The newest generation of the Sportage is a true standout though, sporting some of the finest crossover technology available on the market. It is roomier, luxurious, and performs well mechanically. Kia Sportage Features
The 2012 Sportage is a true improvement on previous models. Starting at $18,500, this inexpensive vehicle has a lot to offer. Four different trim levels are available on the new Sportage: the Base, LX, EX, and SX versions.
The Base has a fairly standard exterior with 16-inch alloy wheels, body color exterior door handles, chrome front grille, and power mirrors. Inside the vehicle you have Sirius radio standard, USB and auxiliary jacks, Bluetooth and steering wheel mounted controls. The seats are cloth, which is nothing special, but a 60/40 split back seat is standard.
The LX has 17-inch tires and LED turn signals in the side mirrors added.
The EX version adds 18-inch alloy wheels, chrome exterior handles, auto light control, LED daytime running lights, fog lamps, rear spoiler, and roof rails standard. Power windows become available on this model, one of the few standards that should be available on the lower models as well. Dual climate control is also standard.
The SX has a glossy, black chrome grille, and dual exhaust as a standard amenity.
A four-cylinder engine with 176 hp powers all the models except the SX, which gets a 260 hp boost. The Base model gets a six-speed manual transmission while all other models get an electronically controlled six-speed tranny.
All vehicles are well-equipped with safety features including dual front airbags, dual seat mounted side airbags, side curtain airbags with a rollover sensor, rear 3-point seatbelts, four-wheel disc brakes, and four wheel anti-lock brakes. Kia Sportage Evolution
The first Kia Sportage models were introduced in 1993. These were boxy models available as a five-door wagon or a two-door soft-top convertible. It was almost jeep-like in design but did not have the same power; the first models had a 2.0-liter FE DOHC inline-four banger with 128 hp, which was not very powerful at all. A 2.0-liter diesel was also available, this engine having a weak 82 hp. The first generation failed to sell, most likely because of the yawn-inducing mechanics under the hood.
The second generation came after a two-year hiatus due to Kia’s indifference towards the product. This model was better in some ways, but a big disappointment in others. A 2.0-liter straight diesel in the U.K. and a 2.6-liter petrol meant a bit more power, but this was swallowed up by the increased size of the vehicle. A facelift of the vehicle including new trim and better mechanics was introduced in 2008 in most parts of the world, with a second facelift offered in the U.K. in 2009. The 2009 facelift was named most reliable vehicle by Consumer Reports. It was also the second best selling year for the vehicle.
The third generation was released in 2010 with big improvements. The 2.0-liter CRDi 136 lb-ft of torque cranks out 140 horsepower, a big leap from the previous models. Engines of1.6-liter up to 2.4-liter are available. The third generation model, along with improving the mechanics improved safety as well. The Kia Sportage received the Top Safety Pick award from the Insurance Institute for Highway Safety for all crash tests performed.

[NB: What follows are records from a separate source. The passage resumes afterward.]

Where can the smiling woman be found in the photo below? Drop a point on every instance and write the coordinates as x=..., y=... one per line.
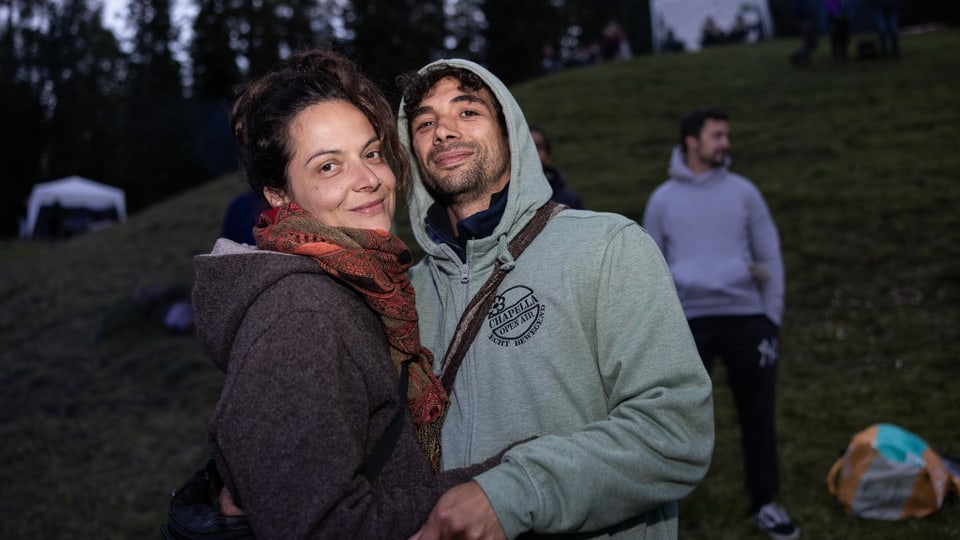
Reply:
x=314, y=325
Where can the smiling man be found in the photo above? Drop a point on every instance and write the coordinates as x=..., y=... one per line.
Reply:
x=585, y=348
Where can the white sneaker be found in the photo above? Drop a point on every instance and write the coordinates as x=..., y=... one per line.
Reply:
x=774, y=520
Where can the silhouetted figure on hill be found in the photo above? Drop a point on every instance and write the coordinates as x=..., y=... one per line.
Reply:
x=241, y=216
x=710, y=33
x=805, y=16
x=886, y=18
x=561, y=193
x=839, y=14
x=723, y=249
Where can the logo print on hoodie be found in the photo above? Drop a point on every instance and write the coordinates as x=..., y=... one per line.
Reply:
x=516, y=315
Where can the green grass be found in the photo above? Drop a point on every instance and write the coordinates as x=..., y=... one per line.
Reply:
x=102, y=411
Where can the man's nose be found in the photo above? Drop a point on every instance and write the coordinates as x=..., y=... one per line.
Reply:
x=445, y=130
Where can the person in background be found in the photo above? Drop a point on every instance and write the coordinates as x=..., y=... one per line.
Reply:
x=805, y=16
x=316, y=327
x=839, y=14
x=886, y=18
x=241, y=216
x=585, y=346
x=723, y=249
x=561, y=193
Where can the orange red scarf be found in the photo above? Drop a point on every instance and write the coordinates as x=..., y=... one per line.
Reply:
x=374, y=263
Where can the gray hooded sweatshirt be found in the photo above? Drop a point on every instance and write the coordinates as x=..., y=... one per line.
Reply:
x=711, y=228
x=586, y=347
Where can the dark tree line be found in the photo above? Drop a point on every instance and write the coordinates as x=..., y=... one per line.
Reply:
x=148, y=112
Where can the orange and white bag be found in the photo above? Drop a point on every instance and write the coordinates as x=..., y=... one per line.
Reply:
x=887, y=472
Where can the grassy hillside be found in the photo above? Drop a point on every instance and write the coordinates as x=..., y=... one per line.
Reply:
x=102, y=411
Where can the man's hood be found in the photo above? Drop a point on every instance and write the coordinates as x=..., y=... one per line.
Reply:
x=528, y=188
x=678, y=169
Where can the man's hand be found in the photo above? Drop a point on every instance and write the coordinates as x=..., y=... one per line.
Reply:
x=463, y=512
x=227, y=506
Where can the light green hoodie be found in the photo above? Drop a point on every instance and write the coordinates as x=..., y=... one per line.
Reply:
x=586, y=347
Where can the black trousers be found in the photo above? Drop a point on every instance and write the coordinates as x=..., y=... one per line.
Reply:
x=749, y=349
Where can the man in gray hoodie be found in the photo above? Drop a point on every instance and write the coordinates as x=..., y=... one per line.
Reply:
x=723, y=250
x=586, y=346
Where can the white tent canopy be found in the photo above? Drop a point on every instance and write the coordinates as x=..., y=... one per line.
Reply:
x=73, y=192
x=685, y=20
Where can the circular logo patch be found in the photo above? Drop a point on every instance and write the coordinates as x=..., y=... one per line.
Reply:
x=515, y=316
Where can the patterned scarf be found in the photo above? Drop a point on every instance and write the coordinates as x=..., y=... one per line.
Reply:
x=373, y=263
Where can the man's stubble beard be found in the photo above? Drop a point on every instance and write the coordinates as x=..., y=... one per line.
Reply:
x=468, y=184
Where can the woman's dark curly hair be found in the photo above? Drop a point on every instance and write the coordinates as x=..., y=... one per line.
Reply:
x=265, y=108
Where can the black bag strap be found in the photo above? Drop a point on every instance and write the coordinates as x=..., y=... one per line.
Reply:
x=473, y=315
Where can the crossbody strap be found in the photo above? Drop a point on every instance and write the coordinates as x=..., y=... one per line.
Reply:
x=473, y=316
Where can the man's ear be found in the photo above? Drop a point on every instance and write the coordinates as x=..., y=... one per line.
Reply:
x=275, y=196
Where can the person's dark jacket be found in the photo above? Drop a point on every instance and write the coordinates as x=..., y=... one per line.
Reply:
x=309, y=391
x=561, y=193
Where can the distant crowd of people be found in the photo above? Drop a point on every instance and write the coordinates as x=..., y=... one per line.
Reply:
x=613, y=44
x=836, y=18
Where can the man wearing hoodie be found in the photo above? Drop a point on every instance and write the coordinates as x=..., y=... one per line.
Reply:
x=586, y=346
x=723, y=249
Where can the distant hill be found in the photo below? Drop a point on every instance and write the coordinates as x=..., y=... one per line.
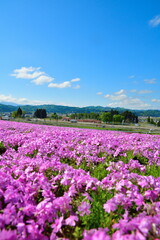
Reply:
x=60, y=109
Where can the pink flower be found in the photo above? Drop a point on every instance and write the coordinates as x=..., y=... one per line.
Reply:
x=57, y=225
x=71, y=220
x=84, y=208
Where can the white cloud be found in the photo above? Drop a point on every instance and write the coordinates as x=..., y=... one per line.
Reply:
x=122, y=91
x=42, y=79
x=156, y=100
x=99, y=93
x=132, y=76
x=150, y=81
x=25, y=101
x=119, y=97
x=32, y=73
x=66, y=84
x=141, y=91
x=77, y=86
x=10, y=98
x=27, y=73
x=154, y=22
x=122, y=100
x=75, y=80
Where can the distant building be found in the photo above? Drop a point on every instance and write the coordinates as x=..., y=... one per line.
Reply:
x=73, y=121
x=6, y=117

Although early models of the vehicle proved a bust for the Kia company due to lackluster performance and unattractive design, the third generation Sportage was a major boon for the company. Improved engine performance, sleek body design, and luxury features galore make this inexpensive vehicle one to consider. Drivers who choose a used Sportage should make sure to pick a model that is older. There are too many comfort and mechanical issues in the first and second generations to make it a worthwhile choice, especially since better models were being produced by the competition during that period.